Trying to see the bright side, the biotech said there had been “no deterioration” of the condition among the patients who received the drug. “This suggests that PXT3003 might stabilize the condition of patients, which is an important consideration for a disease where progression is generally inevitable,” it concluded.

PXT3003 is a combination of the approved meds baclofen, naltrexone and sorbitol. The oral drug is designed to downregulate the overexpression of the PMP22 protein in order to improve neuronal signaling in dysfunctional peripheral nerves.

Pharnext hopes incoming data from a phase 3 trial run by its Chinese partner Tasly will offer some better news. In the meantime, the company “plans to continue analyzing the data, particularly in collaboration with potential partners for licensing or acquisition of PXT3003.”

“Although the results we are sharing today are not exactly what we had hoped for, they are nonetheless very promising,” Pharnext’s Manager Hugo Brugière said in the release. “We are now going to make the most of all the data we have accumulated over the last 10 years, including our two phase 3 studies and our 6-year extension study, which tend to demonstrate a beneficial effect on patients.”

“I remind that, today, PXT3003 is the only ray of hope for all CMT1A patients, and that no other drug candidate is currently in an advanced stage,” Brugière added. “It seems to me, therefore, that efficacy results for a risk-free drug could support an application for regulatory approval and market authorization. This is for us the final stage, which we will move forward with patient community”.

Investors didn’t appear to see much cause for optimism, sending the company’s share price plunging 68% on Monday morning. However, with the company’s stock already sitting at below one euro cent, the difference was negligible in practicable terms.
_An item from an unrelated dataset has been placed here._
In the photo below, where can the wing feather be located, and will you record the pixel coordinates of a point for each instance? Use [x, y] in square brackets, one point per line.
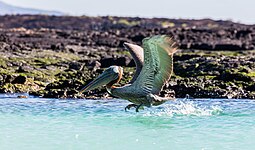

Pharnext’s stock crashed back in February, when the biotech walked away from its potential Alzheimer’s asset, dubbed PXT864, arguing that the encouraging data produced to date weren’t enough to lead to commercialization in the “short or medium term.”  Instead, Brugière said at the time that the company would search for a partner to take the clinical baton. 

It left Pharnext even more reliant on PXT3003. The company said in October that it had received potential international licensing offers worth over 250 million euros for the drug, although it remains to be seen whether these as-yet-undisclosed deals will be impacted by today’s results.